In short, removing NSO from the entity list and permitting its use to spy on the domestic “enemy from within“ risks moving the US into that third category of country mentioned above. One where unaccountable private police monitor political dissent with a thin veneer of plausible deniability.
None of that is to say that current surveillance will simply cease to exist without NSO’s involvement. ICE and CBP have a plethora of tools currently at their disposal, as does the FBI and local law enforcement, which often share data and methods. Still, adding another, even-less publicly accountable layer to that structure, one fueled by a company linked to well documented abuses in numerous authoritarian regimes around the world, certainly wouldn’t be a move in the right direction.
In other news…
More on ICE’s efforts to outsource immigration tracking to private firms (Dell Cameron / Wired)
A recent proposal includes sending $180 million to a company that would be charged with remote spying.
Reports suggest that these companies—which include the notorious Blackwater military group, are being offered an “incentive-based pricing structure” tied to performance.
“The filings outline a performance-based structure with bounty-like incentives: Firms will be paid a fixed price per case, plus bonuses for speed and accuracy, with vendors expected to propose their own incentive rates,” Wired writes.
Afghan man charged with federal crimes for making a TikTok post (Associated Press)
Still developing, but one of the more extreme reactions so far to the recent National Guard shootings in D.C.
India’s telecom ministry is forcing smartphone owners to install a controversial state-run security app (Chiara Castro / TechRadar)
Critics warn that the “Sanchar Saathi” app, intended as a citizen crime-tracking tool, could be used as a surveillance Trojan horse.
A growing number of US towns are turning their backs on Flock license plate readers (Faith Wardwell / Politico)
These systems have been installed in more than 6,000 municipalities across the United States in recent years.
But backlash over overly broad records requests tied to immigration-enforcement actions is causing residents in these areas to have second thoughts.
Pornhub is asking Apple and Google to verify age on device (AJ Dellinger / Gizmodo)
Pornhub’s owners said that “site-based age-assurance approaches are fundamentally flawed and counterproductive.”

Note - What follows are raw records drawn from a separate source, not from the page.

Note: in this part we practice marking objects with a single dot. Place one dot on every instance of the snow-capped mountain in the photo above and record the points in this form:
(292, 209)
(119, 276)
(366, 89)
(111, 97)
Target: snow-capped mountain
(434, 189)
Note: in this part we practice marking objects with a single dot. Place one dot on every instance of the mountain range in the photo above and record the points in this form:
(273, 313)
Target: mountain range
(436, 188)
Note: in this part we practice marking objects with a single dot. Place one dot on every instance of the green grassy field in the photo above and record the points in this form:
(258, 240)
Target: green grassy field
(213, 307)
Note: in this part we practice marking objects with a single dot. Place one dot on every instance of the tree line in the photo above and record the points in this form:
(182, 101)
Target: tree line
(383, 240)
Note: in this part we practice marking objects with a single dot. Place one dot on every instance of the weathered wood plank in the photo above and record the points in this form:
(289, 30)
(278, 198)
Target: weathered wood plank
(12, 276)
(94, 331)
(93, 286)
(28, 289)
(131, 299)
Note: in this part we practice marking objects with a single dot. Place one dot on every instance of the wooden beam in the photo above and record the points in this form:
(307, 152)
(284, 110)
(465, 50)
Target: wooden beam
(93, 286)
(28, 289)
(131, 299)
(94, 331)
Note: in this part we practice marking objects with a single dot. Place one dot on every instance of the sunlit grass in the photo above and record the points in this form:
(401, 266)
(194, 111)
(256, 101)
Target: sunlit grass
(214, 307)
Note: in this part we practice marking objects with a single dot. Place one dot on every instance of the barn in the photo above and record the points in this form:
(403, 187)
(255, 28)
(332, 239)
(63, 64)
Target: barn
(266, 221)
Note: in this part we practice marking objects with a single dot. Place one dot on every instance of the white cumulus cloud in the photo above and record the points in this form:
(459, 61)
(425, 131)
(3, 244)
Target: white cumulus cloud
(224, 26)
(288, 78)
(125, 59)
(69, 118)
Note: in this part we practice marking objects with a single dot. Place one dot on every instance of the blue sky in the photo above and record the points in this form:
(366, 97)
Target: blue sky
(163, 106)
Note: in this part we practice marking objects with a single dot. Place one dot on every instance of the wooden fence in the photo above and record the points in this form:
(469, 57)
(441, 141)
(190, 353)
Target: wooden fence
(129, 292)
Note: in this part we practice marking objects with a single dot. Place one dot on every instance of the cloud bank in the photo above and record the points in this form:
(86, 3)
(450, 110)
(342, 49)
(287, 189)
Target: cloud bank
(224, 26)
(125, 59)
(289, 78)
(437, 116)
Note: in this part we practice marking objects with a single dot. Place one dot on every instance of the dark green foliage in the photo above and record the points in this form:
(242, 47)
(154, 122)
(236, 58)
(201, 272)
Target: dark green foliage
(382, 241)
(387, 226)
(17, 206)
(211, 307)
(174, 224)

The world’s most used porn site is currently blocked in 23 states.
Something to watch in 2025: momentum around age verification is shifting toward placing greater pressure on leading smartphone makers.
The ‘The “Algorithm Accountability Act”’ is just online censorship by another name (Mike Masnick / TechDirt)
Lawmakers, always eager to repeal Section 230 online speech protections, are now using Charlie Kirk’s name to push their agenda.
“The bill would strip Section 230 protections from companies if it can be proven in court that they used an algorithm to amplify content that caused harm. This change means tech giants would “own” the harmful content they promote, creating a private cause of action for individuals to sue.‘
Big Tech’s strongest lobbying firm is suing Virgina over law limiting kids to one hour of social media (Emma Roth / The Verge)
The bill, set to take effect on January 1, 2026, would require social media platforms to ensure that users under the age of 16 can’t use their services for more than 60 minutes per day.
A law firm representing Meta, Google, and Amazon argues that the measure would violate the First Amendment and would force companies to require privacy-risking age verification for all users, not just those under 16.